The following is an excerpt from a presentation by Mary Lee, Director, Security Product and Program Management at Salesforce, titled “Securing Your Software Supply Chain.”
You can watch the video of the presentation, which was originally delivered at the 2018 DevOps Enterprise Summit in Las Vegas.
I’m Mary. I’m a director of security, product and program management at Salesforce, and I primarily focus on security tools for developers. This includes static code analysis, open-source scanning, threat modeling, credentials scanning and security workflows for developers.
I’ve been into software security for 11, 12 years, and before that, I was an application engineer focusing on optimizing codecs for different processor architectures.
last year we had an incident
And our name was up there with malware being spread to 2.3 million users, can you imagine? You have to think that this attack not only attacked the software itself but the whole premise of the company.
It’s not just your software but the motto behind your company. The interesting part there was more research to indicate that this was going to include future features to keyloggers. Imagine the depth of the attack if it hadn’t been discovered at that point. The sad or interesting or exciting news is that this is not going to be the end. This article came out shortly thereafter. This spreadsheet and chart come from the 2018 State of the Software Supply Chain Security Report from Sonatype.

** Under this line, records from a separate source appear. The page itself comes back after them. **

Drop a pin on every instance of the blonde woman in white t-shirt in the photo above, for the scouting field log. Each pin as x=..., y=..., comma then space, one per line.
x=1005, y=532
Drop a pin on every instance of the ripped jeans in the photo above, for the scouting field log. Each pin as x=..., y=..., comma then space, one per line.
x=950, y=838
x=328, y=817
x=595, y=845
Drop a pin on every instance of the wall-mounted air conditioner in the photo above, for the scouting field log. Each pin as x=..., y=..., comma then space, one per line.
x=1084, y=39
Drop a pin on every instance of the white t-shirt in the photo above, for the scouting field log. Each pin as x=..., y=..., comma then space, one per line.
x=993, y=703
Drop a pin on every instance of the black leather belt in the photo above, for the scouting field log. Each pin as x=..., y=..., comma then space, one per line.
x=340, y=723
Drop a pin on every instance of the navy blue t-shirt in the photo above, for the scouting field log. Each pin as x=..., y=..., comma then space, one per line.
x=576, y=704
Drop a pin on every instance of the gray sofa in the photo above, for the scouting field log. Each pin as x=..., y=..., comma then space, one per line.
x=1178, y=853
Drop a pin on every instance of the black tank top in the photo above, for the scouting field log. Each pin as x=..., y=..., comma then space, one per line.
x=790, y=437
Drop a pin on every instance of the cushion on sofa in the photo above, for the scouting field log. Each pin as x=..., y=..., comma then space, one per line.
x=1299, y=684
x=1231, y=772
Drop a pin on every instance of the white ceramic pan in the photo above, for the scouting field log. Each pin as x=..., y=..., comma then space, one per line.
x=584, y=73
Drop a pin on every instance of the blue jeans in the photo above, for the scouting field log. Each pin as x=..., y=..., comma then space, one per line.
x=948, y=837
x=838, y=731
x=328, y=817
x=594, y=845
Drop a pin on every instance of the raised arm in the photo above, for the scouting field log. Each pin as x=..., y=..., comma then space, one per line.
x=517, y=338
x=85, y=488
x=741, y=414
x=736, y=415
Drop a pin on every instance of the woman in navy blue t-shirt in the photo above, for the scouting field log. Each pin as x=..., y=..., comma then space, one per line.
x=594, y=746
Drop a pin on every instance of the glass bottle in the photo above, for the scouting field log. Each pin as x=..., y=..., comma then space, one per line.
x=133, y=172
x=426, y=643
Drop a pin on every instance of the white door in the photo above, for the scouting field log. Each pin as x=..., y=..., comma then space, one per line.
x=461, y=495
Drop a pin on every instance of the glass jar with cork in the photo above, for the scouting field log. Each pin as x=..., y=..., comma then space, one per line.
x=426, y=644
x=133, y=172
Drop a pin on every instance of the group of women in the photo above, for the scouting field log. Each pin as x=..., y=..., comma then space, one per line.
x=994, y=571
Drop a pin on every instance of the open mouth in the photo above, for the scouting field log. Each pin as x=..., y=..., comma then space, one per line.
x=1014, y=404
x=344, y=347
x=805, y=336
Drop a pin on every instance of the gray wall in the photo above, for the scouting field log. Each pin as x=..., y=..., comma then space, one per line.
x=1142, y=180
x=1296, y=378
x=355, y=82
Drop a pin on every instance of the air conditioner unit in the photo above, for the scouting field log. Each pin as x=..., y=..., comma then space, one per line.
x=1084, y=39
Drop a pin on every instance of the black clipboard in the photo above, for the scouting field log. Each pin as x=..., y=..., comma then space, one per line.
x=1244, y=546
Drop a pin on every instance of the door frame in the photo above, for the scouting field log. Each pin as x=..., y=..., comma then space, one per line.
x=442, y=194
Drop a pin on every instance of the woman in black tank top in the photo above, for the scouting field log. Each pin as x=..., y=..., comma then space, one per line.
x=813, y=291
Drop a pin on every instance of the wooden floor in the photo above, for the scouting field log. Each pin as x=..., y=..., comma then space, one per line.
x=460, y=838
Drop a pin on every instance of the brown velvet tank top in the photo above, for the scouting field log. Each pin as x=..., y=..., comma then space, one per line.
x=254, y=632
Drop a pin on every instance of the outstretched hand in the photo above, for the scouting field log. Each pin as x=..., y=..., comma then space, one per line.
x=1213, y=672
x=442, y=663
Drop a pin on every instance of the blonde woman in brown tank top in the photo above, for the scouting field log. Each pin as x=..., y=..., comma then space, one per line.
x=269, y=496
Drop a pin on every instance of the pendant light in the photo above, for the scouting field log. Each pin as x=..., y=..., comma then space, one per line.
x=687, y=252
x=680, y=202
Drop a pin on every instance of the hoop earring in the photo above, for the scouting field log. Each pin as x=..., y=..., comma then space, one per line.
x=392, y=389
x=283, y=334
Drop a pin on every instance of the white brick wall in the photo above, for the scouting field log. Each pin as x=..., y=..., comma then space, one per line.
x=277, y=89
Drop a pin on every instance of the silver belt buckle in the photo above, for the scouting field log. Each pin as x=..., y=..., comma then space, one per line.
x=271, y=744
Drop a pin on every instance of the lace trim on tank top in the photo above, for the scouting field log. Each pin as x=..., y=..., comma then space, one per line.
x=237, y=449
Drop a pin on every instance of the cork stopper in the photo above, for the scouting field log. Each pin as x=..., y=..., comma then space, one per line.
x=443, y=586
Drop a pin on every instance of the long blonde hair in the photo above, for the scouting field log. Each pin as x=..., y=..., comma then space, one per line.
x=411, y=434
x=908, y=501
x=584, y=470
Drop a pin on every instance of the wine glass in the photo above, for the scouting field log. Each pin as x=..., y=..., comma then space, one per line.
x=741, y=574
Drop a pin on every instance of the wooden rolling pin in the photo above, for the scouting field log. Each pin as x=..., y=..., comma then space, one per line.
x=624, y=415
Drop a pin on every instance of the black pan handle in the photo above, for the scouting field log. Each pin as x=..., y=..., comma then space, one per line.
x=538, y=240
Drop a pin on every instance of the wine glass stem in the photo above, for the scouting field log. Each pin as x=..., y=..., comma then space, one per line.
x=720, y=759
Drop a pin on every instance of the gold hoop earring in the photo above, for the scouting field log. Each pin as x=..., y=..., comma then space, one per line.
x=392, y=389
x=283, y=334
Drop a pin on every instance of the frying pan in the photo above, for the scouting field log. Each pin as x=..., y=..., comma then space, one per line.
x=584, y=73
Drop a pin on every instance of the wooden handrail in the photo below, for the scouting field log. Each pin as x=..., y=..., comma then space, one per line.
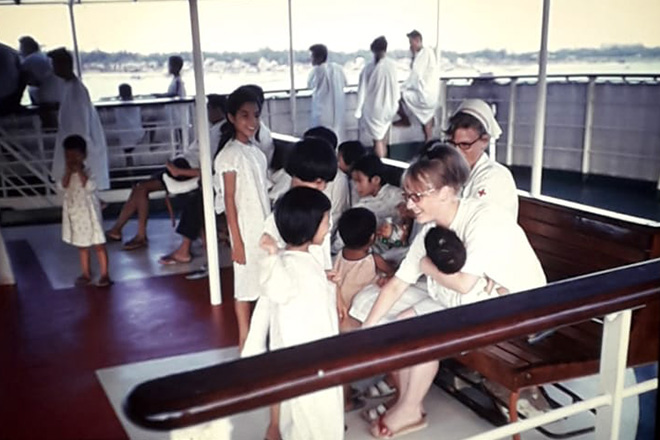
x=209, y=393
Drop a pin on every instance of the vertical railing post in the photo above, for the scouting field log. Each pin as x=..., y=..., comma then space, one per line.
x=613, y=359
x=588, y=126
x=511, y=125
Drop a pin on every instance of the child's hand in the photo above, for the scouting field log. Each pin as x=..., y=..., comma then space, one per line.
x=238, y=252
x=268, y=243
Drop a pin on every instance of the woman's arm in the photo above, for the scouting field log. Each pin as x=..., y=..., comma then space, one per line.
x=237, y=248
x=389, y=295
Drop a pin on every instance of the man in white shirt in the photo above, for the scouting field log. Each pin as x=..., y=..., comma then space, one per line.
x=378, y=96
x=419, y=93
x=327, y=81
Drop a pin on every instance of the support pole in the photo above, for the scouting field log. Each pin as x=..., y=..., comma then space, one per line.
x=588, y=126
x=292, y=92
x=76, y=51
x=539, y=128
x=202, y=126
x=511, y=126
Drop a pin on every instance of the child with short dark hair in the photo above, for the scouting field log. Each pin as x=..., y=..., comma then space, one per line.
x=356, y=266
x=81, y=211
x=302, y=309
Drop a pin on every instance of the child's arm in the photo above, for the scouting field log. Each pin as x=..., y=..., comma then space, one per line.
x=460, y=282
x=237, y=247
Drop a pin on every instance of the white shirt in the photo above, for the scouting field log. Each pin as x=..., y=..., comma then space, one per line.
x=495, y=246
x=492, y=182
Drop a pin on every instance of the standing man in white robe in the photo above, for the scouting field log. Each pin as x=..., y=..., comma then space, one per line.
x=77, y=115
x=378, y=96
x=419, y=93
x=327, y=81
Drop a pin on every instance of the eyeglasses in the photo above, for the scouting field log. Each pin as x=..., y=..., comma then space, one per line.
x=416, y=197
x=463, y=145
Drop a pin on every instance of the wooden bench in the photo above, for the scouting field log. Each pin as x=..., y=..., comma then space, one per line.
x=572, y=240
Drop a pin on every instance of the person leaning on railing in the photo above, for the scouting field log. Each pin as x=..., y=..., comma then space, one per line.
x=496, y=248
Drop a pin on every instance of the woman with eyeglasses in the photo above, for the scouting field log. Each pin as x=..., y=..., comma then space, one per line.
x=471, y=129
x=496, y=248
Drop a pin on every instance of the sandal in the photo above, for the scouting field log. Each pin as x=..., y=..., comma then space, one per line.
x=169, y=260
x=379, y=390
x=135, y=243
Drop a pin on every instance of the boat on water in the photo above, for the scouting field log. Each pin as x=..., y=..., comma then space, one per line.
x=70, y=356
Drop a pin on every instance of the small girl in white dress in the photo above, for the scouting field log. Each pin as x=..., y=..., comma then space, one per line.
x=81, y=211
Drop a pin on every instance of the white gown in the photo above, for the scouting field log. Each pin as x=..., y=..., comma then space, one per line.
x=302, y=309
x=378, y=97
x=77, y=115
x=420, y=90
x=252, y=205
x=327, y=82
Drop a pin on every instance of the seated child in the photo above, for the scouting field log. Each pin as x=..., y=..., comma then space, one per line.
x=384, y=200
x=356, y=266
x=302, y=309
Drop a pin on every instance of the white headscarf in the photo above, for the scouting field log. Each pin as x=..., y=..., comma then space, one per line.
x=482, y=111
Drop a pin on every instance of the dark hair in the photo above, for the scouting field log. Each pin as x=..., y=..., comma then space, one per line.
x=235, y=101
x=76, y=143
x=312, y=159
x=351, y=151
x=465, y=120
x=29, y=43
x=319, y=52
x=176, y=62
x=63, y=56
x=379, y=45
x=322, y=133
x=371, y=166
x=356, y=226
x=445, y=249
x=217, y=101
x=298, y=214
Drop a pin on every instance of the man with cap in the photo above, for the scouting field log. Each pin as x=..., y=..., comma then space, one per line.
x=470, y=130
x=419, y=93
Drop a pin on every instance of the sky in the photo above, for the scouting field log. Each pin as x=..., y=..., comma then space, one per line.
x=343, y=25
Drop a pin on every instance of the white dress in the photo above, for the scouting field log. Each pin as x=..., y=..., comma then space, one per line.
x=77, y=115
x=327, y=82
x=302, y=309
x=252, y=205
x=420, y=90
x=81, y=214
x=378, y=97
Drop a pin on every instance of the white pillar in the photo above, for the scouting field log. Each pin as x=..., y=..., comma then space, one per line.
x=539, y=128
x=76, y=52
x=588, y=126
x=292, y=92
x=511, y=126
x=613, y=359
x=202, y=126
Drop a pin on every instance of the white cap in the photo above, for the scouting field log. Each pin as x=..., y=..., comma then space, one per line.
x=482, y=111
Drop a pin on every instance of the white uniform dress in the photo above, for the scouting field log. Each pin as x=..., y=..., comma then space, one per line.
x=302, y=309
x=496, y=247
x=420, y=90
x=378, y=97
x=82, y=222
x=252, y=205
x=327, y=81
x=492, y=182
x=78, y=116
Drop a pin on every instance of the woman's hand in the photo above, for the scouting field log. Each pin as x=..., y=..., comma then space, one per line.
x=238, y=252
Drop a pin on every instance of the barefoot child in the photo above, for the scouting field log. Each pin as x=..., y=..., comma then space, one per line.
x=81, y=211
x=302, y=308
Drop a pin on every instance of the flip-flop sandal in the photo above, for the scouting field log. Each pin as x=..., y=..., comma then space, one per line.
x=169, y=260
x=370, y=415
x=135, y=243
x=379, y=390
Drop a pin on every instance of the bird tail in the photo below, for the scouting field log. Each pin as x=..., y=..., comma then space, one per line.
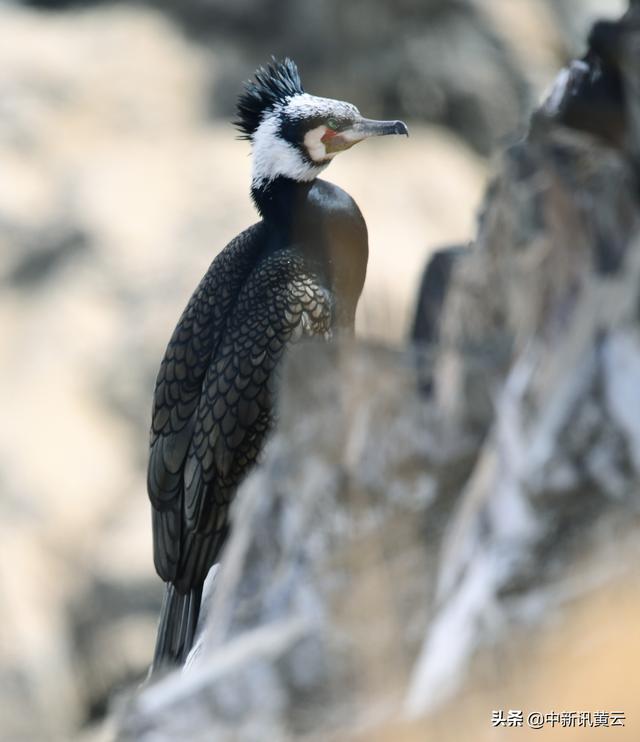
x=177, y=627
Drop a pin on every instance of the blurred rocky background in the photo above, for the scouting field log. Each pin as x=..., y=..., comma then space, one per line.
x=120, y=178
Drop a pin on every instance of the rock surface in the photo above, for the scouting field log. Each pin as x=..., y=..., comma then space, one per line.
x=395, y=546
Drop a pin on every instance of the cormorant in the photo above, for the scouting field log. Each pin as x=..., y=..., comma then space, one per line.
x=297, y=272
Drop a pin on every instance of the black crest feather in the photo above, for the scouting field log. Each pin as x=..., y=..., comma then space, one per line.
x=271, y=85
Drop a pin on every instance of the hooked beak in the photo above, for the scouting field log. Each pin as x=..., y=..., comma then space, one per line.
x=359, y=130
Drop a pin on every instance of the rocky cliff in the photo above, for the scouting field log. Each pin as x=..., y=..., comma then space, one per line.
x=427, y=524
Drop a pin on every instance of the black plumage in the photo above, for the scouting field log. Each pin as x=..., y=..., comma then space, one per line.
x=297, y=273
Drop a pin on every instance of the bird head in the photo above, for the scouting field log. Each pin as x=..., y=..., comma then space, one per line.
x=296, y=135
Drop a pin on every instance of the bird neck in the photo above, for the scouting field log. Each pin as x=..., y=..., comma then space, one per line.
x=276, y=199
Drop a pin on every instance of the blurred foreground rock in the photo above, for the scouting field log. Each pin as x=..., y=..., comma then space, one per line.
x=398, y=554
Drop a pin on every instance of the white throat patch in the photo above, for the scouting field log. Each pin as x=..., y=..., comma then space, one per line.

There are so many more attacks that have happened and will happen. Now, the thing that’s different is before if you had a zero-day attack, it’s specifically attacked your particular piece of software and your customers. If you had a phishing attack it would also attack a particular person that uses a particular service.
Instead, this type of attack is not as careful. It is taking out entire swaths of companies by changing one particular open-source component, knowing that a lot of groups will have automated bills that pull down components, etc. So, they’ll build it in and all of a sudden, it’s deployed to millions or billions of machines.
The Software Supply Chain
Let’s level set about the software supply chain and how it’s related and different to traditional supply chains.
I want you to image that it’s almost Christmas shopping time.
When you’re bringing in millions of bits to build a particular toy or product; if you’re onboarding those suppliers to your manufacturing chain, you go through a supplier chain review. You go figure out how they go about doing access controls, how they build components, and how they make sure that the person walking in the door to work that day is actually who they say they are.
We have to do the same level of reviews for the software components that we build into our software as well. It’s not just your software that needs to be secure but all the components you use should be secure as well.
The more difficult part here is scale.
We have hundreds of thousands of components that we build into our different components. For example, if we just pick a number like 800 JARs, all of those will map out to 9,000 transitive dependencies, and there’s no human that can properly review all of those 9,000 components on a regular basis in time for you to make sure that the software you ship is secure.
The other troubling part is that we have infrastructure as software. Not only is the software and the components of your software at risk, but Apache, MongoDB, DNS, are also susceptible to the same types of attacks.
In our Salesforce version of the software development life cycle, what happens is that our team is chartered to integrate the security development life cycle into the normal software development life cycle.
It has to be a partnership from the very beginning because this is not something that you can add on as a Band-Aid later. I called his co-engineering.
I know you understand the importance of open-source software, it is up to 80 or 90% of software. If you make sure that the 10% of that code you generate is correct or not vulnerable, you’re still leaving yourself open to a huge surface.
How does this affect you?
I wanted to emphasize infrastructure, which is the front line of security. This is where you have DNS, Bind, MongoDB. This is the basis of how people connect to our services.
For developers, this is the core of the services that we build and sell to our customers. The unknown security posture of all of these components affects both administrators and developers.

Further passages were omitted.